De vuelta al Empíreo, explicaron todo el episodio a Fajjeem, Taheem, Faewald y Aldur. Este último expresó su preocupación cuando Galad planteó un plan para acabar con los extraños elfos utilizando los poderes de los paladines de Emmán:
—Por lo que contáis, yo no estaría tan seguro de que nuestros poderes enlazados les afectaran. ¿Creéis que realmente son apóstatas? Según lo que relatáis, están afectados por la locura, y ella rige sus actos.
—Por esa parte, estoy prácticamente seguro de que no son seres de Sombra —añadió Daradoth.
—Puede que no sean Sombra —Galad transmitía su molestia y sus ansias por actuar en sus palabras—, pero desde luego no son Luz. Y ahora somos conscientes de que quieren exterminar a toda Luz, sin hacer ninguna distinción. Yo los considero apóstatas, sin duda.
—Sí, pero te recuerdo que los poderes de los paladines no afectaron al corvax que nos atacó en Doedia. Y nos estaba atacando.
—Aun así, creo que este es un caso más extremo. Y siempre nos quedaría el cuerpo a cuerpo.
—Sí, pero en ese caso, debemos encontrar una forma de separarlos —sugirió Yuria—. No creo que sea buena idea en absoluto enfrentarnos a todos ellos a la vez.
Ya a salvo en las alturas e iniciada la travesía hacia Safelehn, Aldur apartó a Galad para tener unas palabras en privado.
—Hermano —dijo—, creo que hay demasiadas cosas mal. ¿No te da esa sensación?
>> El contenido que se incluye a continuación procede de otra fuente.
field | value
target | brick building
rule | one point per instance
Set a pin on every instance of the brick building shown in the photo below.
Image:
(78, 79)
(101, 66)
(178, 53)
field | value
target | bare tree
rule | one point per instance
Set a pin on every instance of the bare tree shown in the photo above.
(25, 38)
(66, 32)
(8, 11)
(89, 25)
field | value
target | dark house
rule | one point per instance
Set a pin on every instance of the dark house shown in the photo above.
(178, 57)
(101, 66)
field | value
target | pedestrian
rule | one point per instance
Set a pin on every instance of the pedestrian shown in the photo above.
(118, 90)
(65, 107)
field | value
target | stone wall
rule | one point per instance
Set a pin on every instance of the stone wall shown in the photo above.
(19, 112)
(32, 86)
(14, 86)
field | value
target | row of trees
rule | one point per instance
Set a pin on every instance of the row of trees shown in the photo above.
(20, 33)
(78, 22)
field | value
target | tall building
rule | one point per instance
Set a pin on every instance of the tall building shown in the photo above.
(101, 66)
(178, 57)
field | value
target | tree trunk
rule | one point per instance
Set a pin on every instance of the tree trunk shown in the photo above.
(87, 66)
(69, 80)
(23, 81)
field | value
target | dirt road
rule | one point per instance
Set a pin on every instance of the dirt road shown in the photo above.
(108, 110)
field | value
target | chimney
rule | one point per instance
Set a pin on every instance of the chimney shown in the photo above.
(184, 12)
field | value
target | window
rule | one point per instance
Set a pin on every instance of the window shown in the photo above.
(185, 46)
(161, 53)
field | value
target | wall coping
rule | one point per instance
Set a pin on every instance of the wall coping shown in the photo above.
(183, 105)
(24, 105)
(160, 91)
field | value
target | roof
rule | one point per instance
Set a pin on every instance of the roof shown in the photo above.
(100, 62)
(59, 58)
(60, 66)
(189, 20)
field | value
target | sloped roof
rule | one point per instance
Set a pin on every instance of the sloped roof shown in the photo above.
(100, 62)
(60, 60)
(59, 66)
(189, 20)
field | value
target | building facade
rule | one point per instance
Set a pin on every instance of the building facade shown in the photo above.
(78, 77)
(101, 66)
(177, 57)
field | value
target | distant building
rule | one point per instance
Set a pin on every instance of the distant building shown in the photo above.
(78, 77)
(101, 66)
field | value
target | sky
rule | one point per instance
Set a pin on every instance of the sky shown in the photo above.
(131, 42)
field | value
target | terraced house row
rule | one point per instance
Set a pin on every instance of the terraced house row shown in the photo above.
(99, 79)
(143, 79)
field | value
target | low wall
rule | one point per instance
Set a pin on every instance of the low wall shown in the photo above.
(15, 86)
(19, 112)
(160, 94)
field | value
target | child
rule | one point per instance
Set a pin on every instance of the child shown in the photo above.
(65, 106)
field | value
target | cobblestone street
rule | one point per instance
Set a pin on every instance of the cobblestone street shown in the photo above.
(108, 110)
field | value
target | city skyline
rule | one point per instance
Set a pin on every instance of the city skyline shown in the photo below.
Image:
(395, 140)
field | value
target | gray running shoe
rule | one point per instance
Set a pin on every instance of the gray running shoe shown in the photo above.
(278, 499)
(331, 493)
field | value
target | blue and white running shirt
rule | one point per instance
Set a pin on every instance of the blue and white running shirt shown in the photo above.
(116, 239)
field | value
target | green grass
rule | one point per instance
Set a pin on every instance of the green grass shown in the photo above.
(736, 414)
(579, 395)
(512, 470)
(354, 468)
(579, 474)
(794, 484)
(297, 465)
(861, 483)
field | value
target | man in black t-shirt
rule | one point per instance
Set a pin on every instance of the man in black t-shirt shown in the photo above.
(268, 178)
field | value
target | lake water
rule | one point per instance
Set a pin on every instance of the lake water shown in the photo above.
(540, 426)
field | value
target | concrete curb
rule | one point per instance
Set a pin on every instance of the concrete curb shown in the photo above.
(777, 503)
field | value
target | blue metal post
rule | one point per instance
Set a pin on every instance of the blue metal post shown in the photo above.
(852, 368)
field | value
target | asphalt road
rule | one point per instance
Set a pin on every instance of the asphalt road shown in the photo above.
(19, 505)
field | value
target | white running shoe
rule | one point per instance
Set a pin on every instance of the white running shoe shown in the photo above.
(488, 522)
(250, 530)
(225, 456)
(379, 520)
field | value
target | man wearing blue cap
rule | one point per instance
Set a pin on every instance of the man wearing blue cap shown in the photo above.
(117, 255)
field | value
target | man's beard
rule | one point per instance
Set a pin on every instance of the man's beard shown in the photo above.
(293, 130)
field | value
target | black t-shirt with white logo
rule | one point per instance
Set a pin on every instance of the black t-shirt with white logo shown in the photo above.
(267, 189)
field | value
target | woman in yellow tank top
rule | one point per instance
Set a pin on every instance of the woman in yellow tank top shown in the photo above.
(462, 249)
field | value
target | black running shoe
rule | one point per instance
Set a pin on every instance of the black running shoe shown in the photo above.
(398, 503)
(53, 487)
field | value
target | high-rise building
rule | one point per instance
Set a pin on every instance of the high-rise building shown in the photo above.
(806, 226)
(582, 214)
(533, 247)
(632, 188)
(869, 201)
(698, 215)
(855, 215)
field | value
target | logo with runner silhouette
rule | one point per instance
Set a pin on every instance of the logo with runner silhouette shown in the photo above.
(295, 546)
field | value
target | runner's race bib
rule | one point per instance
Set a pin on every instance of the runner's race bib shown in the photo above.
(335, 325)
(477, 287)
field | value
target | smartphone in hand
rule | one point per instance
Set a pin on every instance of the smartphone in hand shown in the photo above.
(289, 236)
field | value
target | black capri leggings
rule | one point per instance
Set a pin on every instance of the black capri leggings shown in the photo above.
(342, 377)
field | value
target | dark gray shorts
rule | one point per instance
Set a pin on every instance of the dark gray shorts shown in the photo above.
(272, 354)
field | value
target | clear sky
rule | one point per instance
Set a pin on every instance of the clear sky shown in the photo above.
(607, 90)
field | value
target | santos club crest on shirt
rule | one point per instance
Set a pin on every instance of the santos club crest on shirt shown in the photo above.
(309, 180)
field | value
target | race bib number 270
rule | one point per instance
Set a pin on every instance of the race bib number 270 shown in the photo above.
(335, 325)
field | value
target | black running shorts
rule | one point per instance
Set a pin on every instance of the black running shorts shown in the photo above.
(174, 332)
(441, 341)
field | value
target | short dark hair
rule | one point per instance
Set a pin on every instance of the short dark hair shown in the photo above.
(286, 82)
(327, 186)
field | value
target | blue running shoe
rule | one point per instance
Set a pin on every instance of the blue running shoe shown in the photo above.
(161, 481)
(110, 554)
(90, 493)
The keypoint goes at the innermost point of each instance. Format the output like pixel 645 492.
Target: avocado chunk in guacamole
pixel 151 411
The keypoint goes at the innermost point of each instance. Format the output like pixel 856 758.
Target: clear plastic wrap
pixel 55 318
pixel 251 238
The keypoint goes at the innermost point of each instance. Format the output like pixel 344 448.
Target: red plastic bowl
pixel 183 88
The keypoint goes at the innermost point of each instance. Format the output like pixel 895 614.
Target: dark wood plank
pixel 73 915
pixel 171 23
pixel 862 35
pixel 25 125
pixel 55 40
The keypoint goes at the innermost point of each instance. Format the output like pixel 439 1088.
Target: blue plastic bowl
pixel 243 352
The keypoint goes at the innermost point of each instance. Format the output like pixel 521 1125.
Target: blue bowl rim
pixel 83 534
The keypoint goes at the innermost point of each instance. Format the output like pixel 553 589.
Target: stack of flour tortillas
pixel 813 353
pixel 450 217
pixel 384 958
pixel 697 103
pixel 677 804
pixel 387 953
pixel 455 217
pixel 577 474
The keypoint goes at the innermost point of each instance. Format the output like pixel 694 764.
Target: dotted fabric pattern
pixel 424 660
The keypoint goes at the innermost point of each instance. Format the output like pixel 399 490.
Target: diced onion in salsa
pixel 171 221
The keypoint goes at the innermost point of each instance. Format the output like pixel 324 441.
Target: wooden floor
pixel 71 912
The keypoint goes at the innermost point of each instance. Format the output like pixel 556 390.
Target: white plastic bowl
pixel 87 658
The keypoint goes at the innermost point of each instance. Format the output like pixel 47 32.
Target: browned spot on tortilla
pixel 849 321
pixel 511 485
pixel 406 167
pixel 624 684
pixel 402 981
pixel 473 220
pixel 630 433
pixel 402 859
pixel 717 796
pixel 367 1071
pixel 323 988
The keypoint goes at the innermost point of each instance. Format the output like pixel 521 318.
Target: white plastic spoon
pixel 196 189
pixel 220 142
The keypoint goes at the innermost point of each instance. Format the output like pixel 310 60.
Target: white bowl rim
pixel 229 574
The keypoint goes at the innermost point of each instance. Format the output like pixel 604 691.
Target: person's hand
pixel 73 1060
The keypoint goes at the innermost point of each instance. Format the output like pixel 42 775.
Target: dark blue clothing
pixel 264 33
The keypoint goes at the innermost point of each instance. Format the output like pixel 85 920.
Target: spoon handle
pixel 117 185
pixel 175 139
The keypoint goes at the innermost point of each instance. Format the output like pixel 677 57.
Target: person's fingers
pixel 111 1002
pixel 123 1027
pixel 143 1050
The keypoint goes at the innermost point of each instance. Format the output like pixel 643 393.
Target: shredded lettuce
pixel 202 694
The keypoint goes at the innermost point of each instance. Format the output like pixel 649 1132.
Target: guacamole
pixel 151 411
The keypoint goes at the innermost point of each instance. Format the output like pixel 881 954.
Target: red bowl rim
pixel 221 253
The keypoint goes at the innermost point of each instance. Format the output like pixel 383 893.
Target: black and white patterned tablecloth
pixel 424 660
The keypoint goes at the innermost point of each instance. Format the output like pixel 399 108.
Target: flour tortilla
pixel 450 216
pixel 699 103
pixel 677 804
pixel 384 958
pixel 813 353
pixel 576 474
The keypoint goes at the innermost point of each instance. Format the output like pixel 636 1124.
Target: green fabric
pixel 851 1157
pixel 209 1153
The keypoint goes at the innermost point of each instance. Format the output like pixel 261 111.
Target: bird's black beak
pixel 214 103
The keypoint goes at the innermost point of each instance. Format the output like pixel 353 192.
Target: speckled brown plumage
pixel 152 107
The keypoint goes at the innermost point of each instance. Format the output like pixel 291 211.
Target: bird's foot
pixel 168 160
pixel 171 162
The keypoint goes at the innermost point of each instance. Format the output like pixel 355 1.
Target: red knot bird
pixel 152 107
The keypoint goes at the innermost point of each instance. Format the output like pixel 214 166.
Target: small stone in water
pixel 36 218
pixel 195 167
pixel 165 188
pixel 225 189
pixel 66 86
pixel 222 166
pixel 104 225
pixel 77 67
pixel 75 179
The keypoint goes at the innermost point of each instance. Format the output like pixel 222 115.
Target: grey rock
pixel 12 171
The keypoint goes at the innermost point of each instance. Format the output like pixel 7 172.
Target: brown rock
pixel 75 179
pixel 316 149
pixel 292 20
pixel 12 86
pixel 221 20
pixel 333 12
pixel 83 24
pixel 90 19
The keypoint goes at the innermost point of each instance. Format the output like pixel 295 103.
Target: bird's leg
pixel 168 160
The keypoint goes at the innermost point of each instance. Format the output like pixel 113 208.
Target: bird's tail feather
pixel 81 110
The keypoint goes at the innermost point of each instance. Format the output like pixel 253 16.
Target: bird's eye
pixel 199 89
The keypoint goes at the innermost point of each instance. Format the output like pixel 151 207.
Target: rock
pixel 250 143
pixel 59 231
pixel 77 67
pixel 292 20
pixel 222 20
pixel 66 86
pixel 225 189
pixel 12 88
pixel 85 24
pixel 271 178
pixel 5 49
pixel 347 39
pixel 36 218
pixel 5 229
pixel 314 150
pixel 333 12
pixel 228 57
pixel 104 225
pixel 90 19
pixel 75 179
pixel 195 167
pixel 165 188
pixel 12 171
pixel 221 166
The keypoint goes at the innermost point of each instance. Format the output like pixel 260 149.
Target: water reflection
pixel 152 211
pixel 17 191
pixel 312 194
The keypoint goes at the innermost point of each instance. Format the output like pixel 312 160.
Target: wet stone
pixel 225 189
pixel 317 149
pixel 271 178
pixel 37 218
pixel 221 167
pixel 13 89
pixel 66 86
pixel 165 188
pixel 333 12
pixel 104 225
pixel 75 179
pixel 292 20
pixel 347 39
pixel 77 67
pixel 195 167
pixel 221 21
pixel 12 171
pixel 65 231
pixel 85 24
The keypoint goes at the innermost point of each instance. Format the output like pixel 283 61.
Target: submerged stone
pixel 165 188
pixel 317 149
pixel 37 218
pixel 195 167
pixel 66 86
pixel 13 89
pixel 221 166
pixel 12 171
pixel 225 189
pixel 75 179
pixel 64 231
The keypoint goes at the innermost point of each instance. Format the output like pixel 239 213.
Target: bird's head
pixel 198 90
Los terremotos de los que me habéis hablado en Doedia, los seres extraños en el mundo onírico que provocan alteraciones en la vigilia.. ¡por el divino Emmán, incluso murieron varios errantes! Ahora estos elfos peregrinos, los problemas de los enanos, esos insectos demoníacos...
—Sí, es un cúmulo muy desfortunado, desde luego.
—El caso es que siento cierta urgencia por parte de nuestro señor. ¿No lo notas tú también?
—Los últimos sueños que me ha inspirado, sí... todos acababan en sangre.
—Igual que yo. Tengo la sensación de que el mundo se está viniendo abajo, y que no se puede hacer nada para evitarlo.
—Es posible, sí.
—En fin, es una sensación que me reconcome, y que quería compartir contigo. Ahora que sé que sientes lo mismo, me quedo más tranquilo. Pero la sensación de urgencia sigue ahí.
—Sí, entiendo lo que quieres decir, pero, ¿qué podemos hacer?
—Creo que toda solución pasa por Églaras.
—Sí, eso es lo que está transmitiendo nuestro señor, sin duda.